Isabel Allende
Su padre la sentó al piano a los cinco
años y a los diez Maurizia Rugieri dio su primer recital en el Club Garibaldi, vestida
de organza rosada y botines de charol, ante un público benévolo, compuesto en su
mayoría por miembros de la colonia italiana. Al término de la presentación pusieron
varios ramos de flores a sus pies y el presidente del club le entregó una placa
conmemorativa y una muñeca de loza, adornada con cintas y encajes.
–Te saludamos, Maurizia
Rugieri, como a un genio precoz, un nuevo Mozart. Los grandes escenarios del mundo
te esperan –declamó.
La niña aguardó que
se callara el aplauso y, por encima del llanto orgulloso de su madre, hizo oír su
voz con una altanería inesperada.
–Ésta es la última vez
que toco el piano. Lo que yo quiero es ser cantante –anunció y salió de la sala
arrastrando a la muñeca por un pie.
Una vez que se repuso
del bochorno, su padre la colocó en clases de canto con un severo maestro, quien
por cada nota falsa le daba un golpe en las manos, lo cual no logró matar el entusiasmo
de la niña por la ópera. Sin embargo, al término de la adolescencia se vio que tenía
una voz de pájaro, apenas suficiente para arrullar a un infante en la cuna, de modo
que debió de cambiar sus pretensiones de soprano por un destino más banal. A los
diecinueve años se casó con Ezio Longo, inmigrante de primera generación en el país,
arquitecto sin título y constructor de oficio, quien se había propuesto fundar un
imperio sobre cemento y acero y a los treinta y cinco años ya lo tenía casi consolidado.
Ezio Longo se enamoró
de Maurizia Rugieri con la misma determinación empleada en sembrar la capital con
sus edificios. Era de corta estatura, sólidos huesos, un cuello de animal de tiro
y un rostro enérgico y algo brutal, de labios gruesos y ojos negros. Su trabajo
lo obligaba a vestirse con ropa rústica y de tanto estar al sol tenía la piel oscura
y cruzada de surcos, como cuero curtido. Era de carácter bonachón y generoso, reía
con facilidad y gustaba de la música popular y de la comida abundante y sin ceremonias.

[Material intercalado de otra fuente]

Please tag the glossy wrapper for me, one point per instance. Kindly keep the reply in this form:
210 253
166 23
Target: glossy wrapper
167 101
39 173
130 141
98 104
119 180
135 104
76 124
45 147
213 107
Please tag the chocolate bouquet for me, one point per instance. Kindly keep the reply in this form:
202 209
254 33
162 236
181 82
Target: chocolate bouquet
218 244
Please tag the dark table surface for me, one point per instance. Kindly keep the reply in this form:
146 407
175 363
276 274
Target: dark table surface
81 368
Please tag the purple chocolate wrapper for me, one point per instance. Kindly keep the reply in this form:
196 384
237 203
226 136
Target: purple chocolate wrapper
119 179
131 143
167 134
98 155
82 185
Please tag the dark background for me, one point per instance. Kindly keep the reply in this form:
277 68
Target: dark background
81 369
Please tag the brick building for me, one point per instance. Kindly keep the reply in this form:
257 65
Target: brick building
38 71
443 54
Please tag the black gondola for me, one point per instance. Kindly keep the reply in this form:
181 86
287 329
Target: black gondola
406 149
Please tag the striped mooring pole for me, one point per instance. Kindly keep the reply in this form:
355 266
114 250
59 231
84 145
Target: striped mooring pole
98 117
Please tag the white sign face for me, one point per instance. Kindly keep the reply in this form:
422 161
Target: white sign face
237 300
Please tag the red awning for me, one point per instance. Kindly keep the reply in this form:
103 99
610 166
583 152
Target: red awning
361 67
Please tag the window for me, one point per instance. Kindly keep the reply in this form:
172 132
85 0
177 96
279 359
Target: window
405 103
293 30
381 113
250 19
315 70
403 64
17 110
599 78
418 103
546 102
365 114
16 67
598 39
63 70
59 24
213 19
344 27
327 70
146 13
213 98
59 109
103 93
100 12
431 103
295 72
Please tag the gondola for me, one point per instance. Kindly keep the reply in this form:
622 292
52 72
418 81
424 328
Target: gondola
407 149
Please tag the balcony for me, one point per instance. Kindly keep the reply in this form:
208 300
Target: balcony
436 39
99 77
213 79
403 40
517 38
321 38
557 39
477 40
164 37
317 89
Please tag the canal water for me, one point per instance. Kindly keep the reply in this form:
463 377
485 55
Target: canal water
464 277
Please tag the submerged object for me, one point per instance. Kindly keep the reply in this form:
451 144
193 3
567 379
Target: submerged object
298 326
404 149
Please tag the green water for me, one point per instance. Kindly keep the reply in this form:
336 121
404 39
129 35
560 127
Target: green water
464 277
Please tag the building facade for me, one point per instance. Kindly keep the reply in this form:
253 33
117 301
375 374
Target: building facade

Bajo esa apariencia algo vulgar se encontraba un alma refinada y una delicadeza
que no sabía traducir en gestos o palabras. Al contemplar a Maurizia a veces se
le llenaban los ojos de lágrimas y el pecho de una oprimente ternura, que él disimulaba
de un manotazo, sofocado de vergüenza. Le resultaba imposible expresar sus sentimientos
y creía que cubriéndola de regalos y soportando con estoica paciencia sus extravagantes
cambios de humor y sus dolencias imaginarias, compensaría las fallas de su repertorio
de amante. Ella provocaba en él un deseo perentorio, renovado cada día con el ardor
de los primeros encuentros, la abrazaba exacerbado, tratando de salvar el abismo
entre los dos, pero toda su pasión se estrellaba contra los remilgos de Maurizia,
cuya imaginación permanecía afiebrada por lecturas románticas y discos de Verdi
y Puccini. Ezio se dormía vencido por las fatigas del día, agobiado por pesadillas
de paredes torcidas y escaleras en espiral, y despertaba al amanecer para sentarse
en la cama a observar a su mujer dormida con tal atención que aprendió a adivinarle
los sueños. Hubiera dado la vida por que ella respondiera a sus sentimientos con
igual intensidad. Le construyó una desmesurada mansión sostenida por columnas, donde
la mezcolanza de estilos y la profusión de adornos confundían el sentido de orientación,
y donde cuatro sirvientes trabajaban sin descanso sólo para pulir bronces, sacar
brillo a los pisos, limpiar las pelotillas de cristal de las lámparas y sacudir
los muebles de patas doradas y las falsas alfombras persas importadas de España.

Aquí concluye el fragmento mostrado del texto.